2014 NSC Results

The 2014 NSC was held at the Hyatt Regency in Reston, VA on May 24 and 25. Liberal Arts and Sciences Academy from Austin, Texas (Alex Freed, Ben Jones, Arnav Sastry, Nathan Weiser) defeated Western Albemarle High School from Crozet, Virginia (Patrick Andrews, Tim Dodson, Sam Lesemenn, Angela Li, Kelly Missett, Eric Xu) 470-350 in a one-game final to win their first national championship after placing second at the 2013 NSC. In the third place game, St. John’s School (Houston, Texas) defeated Ladue Horton Watkins High School (St. Louis, Missouri), last year’s NSC champion, 450-370.  The other top bracket teams, in order of finish, were: High Tech (Lincroft, New Jersey), LASA B (Austin, Texas), Northmont (Clayton, Ohio), and Farragut (Knoxville, Tennessee).

For the first time, PACE awarded small school and junior varsity titles at the NSC.  Cave Spring (Roanoke, Virginia) defeated Mountain Lakes (Mountain Lakes, New Jersey) 310-280 to win the first ever PACE NSC Small School championship.  By virtue of finishing in a higher playoff tier than any other junior varsity school, Wilmington Charter B (Wilmington, Delaware) became the first PACE NSC Junior Varsity champion.


The tournament’s leading scorer was Eric Xu of Western Albemarle, who scored 146 points per game in leading his team to a second-place finish.  The only other scorer to top 100 points per game over the course of the tournament was Sam Blizzard of Northmont, who was also the leading scorer on a top bracket team.  Sam and Eric each captained a team in the All-Star Game, and were joined by Carlo De Guzman (St. John’s), Adam Fine (UChicago Lab), Sean McBride (High Tech), Kai Smith (Farragut), Nathan Weiser (LASA), and Ben Zhang (Ladue).  Eric’s team, the “Beasts of the East” (Eric, Ben, Carlo, and Kai) defeated the “Best of the West” (Sam, Adam, Sean, and Nathan) 490-210 to win $400 for UNICEF, while Sam’s team won $100 for the World Wildlife Fund.
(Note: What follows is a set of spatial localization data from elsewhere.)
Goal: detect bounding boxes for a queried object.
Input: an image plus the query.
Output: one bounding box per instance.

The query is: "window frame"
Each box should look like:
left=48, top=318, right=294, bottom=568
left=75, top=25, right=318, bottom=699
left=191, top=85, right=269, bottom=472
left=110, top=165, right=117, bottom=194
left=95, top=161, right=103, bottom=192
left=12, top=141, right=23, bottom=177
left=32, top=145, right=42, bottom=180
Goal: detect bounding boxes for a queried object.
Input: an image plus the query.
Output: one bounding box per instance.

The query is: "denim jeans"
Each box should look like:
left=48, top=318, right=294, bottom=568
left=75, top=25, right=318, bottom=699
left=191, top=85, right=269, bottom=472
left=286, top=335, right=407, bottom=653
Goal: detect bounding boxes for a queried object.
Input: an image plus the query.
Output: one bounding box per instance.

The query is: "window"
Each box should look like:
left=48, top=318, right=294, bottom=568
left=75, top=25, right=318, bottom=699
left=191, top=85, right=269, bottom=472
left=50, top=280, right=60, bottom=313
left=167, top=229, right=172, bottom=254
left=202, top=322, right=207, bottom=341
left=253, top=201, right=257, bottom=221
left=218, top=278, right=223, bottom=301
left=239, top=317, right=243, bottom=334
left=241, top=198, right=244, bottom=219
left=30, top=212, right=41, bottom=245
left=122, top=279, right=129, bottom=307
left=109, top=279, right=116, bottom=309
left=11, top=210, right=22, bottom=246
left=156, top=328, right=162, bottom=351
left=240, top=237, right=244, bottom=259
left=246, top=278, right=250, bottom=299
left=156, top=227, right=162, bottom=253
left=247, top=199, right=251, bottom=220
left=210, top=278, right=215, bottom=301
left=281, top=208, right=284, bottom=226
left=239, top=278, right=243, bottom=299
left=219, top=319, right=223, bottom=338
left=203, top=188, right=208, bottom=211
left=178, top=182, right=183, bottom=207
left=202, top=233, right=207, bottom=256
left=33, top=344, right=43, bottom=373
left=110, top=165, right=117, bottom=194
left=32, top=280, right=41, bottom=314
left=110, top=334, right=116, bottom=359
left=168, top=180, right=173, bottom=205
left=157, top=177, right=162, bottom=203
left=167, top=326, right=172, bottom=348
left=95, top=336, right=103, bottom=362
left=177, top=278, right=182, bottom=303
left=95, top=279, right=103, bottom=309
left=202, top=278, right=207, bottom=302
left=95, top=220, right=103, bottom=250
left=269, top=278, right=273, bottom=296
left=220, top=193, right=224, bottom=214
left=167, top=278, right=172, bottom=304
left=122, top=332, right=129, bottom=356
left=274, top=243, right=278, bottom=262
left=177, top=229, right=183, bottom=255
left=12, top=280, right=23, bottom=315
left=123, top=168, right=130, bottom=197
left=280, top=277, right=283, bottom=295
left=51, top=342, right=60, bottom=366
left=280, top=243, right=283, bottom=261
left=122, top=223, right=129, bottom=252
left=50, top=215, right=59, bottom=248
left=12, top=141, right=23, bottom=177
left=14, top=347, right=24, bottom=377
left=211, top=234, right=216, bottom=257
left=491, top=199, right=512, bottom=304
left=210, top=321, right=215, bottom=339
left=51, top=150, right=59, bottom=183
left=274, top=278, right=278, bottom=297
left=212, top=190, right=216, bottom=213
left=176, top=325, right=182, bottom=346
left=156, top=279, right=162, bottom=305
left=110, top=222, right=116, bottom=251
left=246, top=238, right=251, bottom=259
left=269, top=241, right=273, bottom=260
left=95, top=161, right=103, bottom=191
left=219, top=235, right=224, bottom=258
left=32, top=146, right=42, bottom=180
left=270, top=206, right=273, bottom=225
Tournament Field and Results

This was the largest NSC in history, featuring 96 teams from 76 schools in 3 countries.  Teams were split into 12 preliminary brackets of 8 teams each, with the top two in each bracket advancing to the top tier of the playoffs, where they played in 4 brackets of 6.  This was the first NSC to have teams attend from outside North America, with Shanghai American Puxi and Singapore American School both attending.  Full statistics for the tournament can be found on the HSQB database at http://www.hsquizbowl.org/db/tournaments/1679/stats/final_standings/.


The Benjamin Cooper Award was presented to Jeff Hoppes for his work with NAQT, as well as his outreach work in Northern California. The Young Ambassador Cooper Award was given to Matt Bollinger of the University of Virginia.  LASA A became the first team since State College in 2011 to win both the PACE NSC and the NAQT HSNCT.  LASA B was the highest-finishing B team, tying their sixth-place finish from last year.  The highest-finishing team competing at NSC for the first time was Western Albemarle, placing second.